O óbvio deve ser dito e reconhecido. Ganhou a coligação, venceram Passos e Portas. Mas perderam quase 700 mil votos e provavelmente 26 deputados (falta apurar os consulados). Foi um dos piores resultados eleitorais da direita portuguesa, inclusivamente abaixo de 2009. São agora uma maioria bastante minoritária sem nenhuma vitória histórica. Não há esse país novo revoltado com a oligarquia e entusiasmado com o novo espírito AD. Não há essa massa silenciosa de gente arejada convertida ao novo milagre económico que se adivinha. Votaram na coligação os convertidos e os mesmos de sempre.

Perdeu o PS e foi derrotado Costa. Mas ganharam 300 mil votos e provavelmente 12 deputados. Ainda assim foi um resultado pouco acima das Europeias, o tal que justificou o golpe contra Seguro. Também não há o tal país anti-austeridade. Já não convence o discurso dos desgraçadinhos e o papão do neoliberalismo. Votaram no PS apenas os eleitores naturais do centro-esquerda. Não chega para ganhar eleições.

O PC e o BE sobreviveram ao voto útil mas sem Podemos ou Syriza. Juntos ganharam mais 300 mil votos e 12 deputados. O BE teve o melhor resultado da sua história e eliminou o Livre e o Agir pelo caminho. O PAN sem qualquer visibilidade mediática elegeu um deputado. O centro moderado perdido pela coligação, algum voltou ao PS, outro dispersou-se pelos vários partidos, votos em branco, votos nulos e ficou em casa (afinal a abstenção terá formalmente subido).

E agora? As sondagens acertaram e estamos no pântano que se previa. O tal que os partidos não quiseram falar em nome de maiorias absolutas que nunca existiram. O tal dos orçamentos que não se aprovam e das moções de rejeição de programa que acontecem. Uma coisa porém já sabemos: para termos governo alguém, pelo menos um partido, vai ter que dar o dito por não dito. Alguém, pelo menos um partido, vai ter que mudar de discurso e, claro, tudo isso vai alimentar mais abstenção no futuro porque muitos eleitores vão sentir-se enganados mais uma vez.
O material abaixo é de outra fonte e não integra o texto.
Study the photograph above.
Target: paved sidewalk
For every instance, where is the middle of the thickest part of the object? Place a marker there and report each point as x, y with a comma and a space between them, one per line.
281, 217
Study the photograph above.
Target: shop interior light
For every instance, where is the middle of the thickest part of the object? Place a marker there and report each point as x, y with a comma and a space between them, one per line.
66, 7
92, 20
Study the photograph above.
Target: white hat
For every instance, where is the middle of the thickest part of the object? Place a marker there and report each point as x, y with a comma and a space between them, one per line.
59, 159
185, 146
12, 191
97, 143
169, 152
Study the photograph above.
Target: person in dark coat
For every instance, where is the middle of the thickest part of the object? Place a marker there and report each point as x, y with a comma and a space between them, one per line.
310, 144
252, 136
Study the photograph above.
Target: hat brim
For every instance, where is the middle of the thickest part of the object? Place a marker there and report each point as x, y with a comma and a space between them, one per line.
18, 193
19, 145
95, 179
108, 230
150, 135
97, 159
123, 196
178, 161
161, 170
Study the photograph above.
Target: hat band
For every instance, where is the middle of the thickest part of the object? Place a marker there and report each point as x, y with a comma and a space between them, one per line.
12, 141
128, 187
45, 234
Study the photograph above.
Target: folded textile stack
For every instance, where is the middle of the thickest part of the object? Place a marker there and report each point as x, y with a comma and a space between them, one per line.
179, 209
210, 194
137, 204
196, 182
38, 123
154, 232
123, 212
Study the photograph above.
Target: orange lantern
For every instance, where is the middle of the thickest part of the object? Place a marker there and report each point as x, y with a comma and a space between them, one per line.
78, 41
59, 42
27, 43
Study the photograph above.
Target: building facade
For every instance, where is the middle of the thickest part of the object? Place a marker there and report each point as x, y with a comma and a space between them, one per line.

A direita tem mais votos, mais deputados e quer governar. Vivêssemos numa democracia plesbicitaria e seria o mundo perfeito. Mas estamos numa democracia parlamentar. Sem apoio do PS, não há nem governo nem orçamento da direita. E o PS não tem absolutamente nenhuma obrigação democrática de viabilizar um governo de quem discorda, contra quem pediu o voto, e que considera prejudicial para o interesse nacional. É a direita quem tem que aceitar a sua insuficiência parlamentar; ou apresenta uma solução de aproximação ao PS ou não governa. Por mais que invente qualquer direito natural ou princípio de legitimidade, numa democracia representativa, não governa quem tem mais votos, mas quem tem a confiança do Parlamento.
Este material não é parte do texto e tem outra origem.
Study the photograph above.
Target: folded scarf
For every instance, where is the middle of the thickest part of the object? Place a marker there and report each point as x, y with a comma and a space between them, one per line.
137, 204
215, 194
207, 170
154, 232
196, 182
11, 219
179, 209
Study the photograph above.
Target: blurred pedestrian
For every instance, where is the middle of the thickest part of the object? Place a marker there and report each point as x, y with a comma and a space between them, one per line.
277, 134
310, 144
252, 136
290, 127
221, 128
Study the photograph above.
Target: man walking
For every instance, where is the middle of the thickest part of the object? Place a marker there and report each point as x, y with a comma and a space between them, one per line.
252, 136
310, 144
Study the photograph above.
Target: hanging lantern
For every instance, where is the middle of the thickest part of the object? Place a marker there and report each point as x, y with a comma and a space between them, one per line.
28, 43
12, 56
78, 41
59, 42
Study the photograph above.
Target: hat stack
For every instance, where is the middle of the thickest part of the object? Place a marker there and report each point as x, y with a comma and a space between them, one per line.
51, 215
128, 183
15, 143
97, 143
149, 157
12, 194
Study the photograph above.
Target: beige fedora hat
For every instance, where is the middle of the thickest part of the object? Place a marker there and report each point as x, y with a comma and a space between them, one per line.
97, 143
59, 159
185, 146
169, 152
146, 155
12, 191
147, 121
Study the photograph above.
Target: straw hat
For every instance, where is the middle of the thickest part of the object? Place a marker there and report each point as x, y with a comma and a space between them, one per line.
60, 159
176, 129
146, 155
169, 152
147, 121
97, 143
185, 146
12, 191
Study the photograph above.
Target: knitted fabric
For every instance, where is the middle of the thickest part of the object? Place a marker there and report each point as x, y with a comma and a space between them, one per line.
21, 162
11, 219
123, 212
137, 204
A esquerda tem ainda mais votos, mais deputados mas é incapaz de encontrar uma solução de governo estável. Porque um oceano de diferenças divide o PS da esquerda radical e dos comunistas. Mas o PS vai ter que fazer uma escolha, com Costa, César, Seguro ou quem seja. Opção 1, viabilizar o governo da coligação e possivelmente “pasokizar-se.” O Bloco e o PC agradecem. Podemos mesmo antecipar que o Bloco crescerá ainda mais nos escombros da ala esquerda do PS. Opção 2, inviabilizar o governo da coligação e “syrizar-se.” O PSD agradecerá nas eleições seguintes. Com ambas opções perde o PS.

Evidentemente que a única solução numericamente estável é um Governo PS/PSD (porque graças ao crescimento do BE não há maioria numérica PS/CDS). Para isso têm que sair Costa e Passos. Só com novas personagens podemos lá chegar por mais que o Presidente da República tente consensos. Quer Costa, quer Passos têm um nível tal de rejeição no partido oposto que qualquer bloco central é impossível.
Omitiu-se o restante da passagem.